Embedded AI-powered assistance: Autocompletion of descriptions and details by using generative AI, recommendations based on machine learning and retrieval of relevant information by using Retrieval-Augmented Generation (RAG).
Conversational interfaces: Chatbots and copilots enable task completion through natural language commands.
Customizable platforms: Platform-as-a-Service (PaaS) solutions empower customers to build tailored AI functions using Large Language Models (LLMs) available on the platform.
While these enhancements improve productivity, traditional UIs remain integral to user interaction and significant user involvement is still required.
In this era, enterprise applications move toward a more intelligent and collaborative framework. Conventional UI takes a backseat, becoming a tool primarily for IT professionals and super-users. AI agents automate most human-to-software interactions, providing step-by-step guidance and highlighting bottlenecks. However, human input is still required for critical decisions. The core features anticipated in this stage include:
Agents as interfaces: Conversational interfaces dominate user interaction, minimizing reliance on traditional UIs.
Interagent communication: AI agents across different software platforms communicate seamlessly using standardized protocols akin to HTTP.
Dynamic integration: Manual integrations between software products become obsolete, as AI agents exchange information in real time. This shift allows IT professionals to focus on higher-value tasks such as strategy and innovation, rather than routine maintenance and troubleshooting.
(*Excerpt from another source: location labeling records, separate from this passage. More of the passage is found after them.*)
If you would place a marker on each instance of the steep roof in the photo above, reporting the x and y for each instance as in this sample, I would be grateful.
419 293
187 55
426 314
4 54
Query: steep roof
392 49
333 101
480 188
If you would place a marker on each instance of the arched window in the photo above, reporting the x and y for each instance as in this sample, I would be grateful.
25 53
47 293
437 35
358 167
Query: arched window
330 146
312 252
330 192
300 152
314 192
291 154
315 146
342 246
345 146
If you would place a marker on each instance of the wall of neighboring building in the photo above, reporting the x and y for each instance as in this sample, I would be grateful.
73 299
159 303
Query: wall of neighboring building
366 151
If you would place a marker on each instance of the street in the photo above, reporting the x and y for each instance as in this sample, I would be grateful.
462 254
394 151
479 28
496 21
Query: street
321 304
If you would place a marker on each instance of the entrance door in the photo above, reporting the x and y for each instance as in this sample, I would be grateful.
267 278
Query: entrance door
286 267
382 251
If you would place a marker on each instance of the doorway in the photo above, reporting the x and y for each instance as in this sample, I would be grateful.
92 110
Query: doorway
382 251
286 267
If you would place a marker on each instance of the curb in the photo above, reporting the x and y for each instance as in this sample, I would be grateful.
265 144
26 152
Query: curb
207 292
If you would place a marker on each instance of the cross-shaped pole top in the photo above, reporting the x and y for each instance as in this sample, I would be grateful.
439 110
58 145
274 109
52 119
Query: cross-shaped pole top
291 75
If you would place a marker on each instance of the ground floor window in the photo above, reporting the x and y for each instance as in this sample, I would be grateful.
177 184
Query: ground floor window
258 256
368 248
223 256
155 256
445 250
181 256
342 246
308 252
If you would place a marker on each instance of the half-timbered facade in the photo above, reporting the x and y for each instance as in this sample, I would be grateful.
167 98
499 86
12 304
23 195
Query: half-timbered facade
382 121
Organizational workflows also become more agile, as seamless communication between AI agents reduces bottlenecks and accelerates decision-making processes.
The final evolutionary stage envisions enterprise applications that are almost entirely autonomous, requiring minimal human intervention. Users define goals and AI agents collaborate to achieve them within predefined organizational guardrails. Key characteristics include:
Goal-oriented AI agents: Users specify objectives and AI agents execute tasks end-to-end.
Configurable guide rails: Adaptable guidelines outline task boundaries, decision points and authorization requirements. These can be configured using natural language, eliminating the need for specialized IT skills. For instance, administrators might input simple instructions such as "Route all invoices over USD 10,000 for finance department approval," and the system would generate the appropriate workflow.
However, potential limitations can include language ambiguities, where vague or poorly phrased commands might result in unintended configurations. Ensuring accuracy and providing fallback mechanisms, such as guided prompts or validation steps, are critical to addressing these challenges.
On-demand UIs: Dynamic interfaces are generated as needed for decision-making or information presentation.
Unstructured data management: Information is primarily captured in unstructured formats but is transformed into structured or semistructured data for analytics and reporting.
Streamlined architecture: Enterprise applications consist of two main components—specialized AI agents and configurable guide rails with scope boundaries. Data is be stored in centralized, organization-wide repositories removing the need for application-specific data repositories.
In this era, productivity gains are projected to be substantial, with more benefits including reduced total cost of ownership (TCO) for enterprise applications and data management.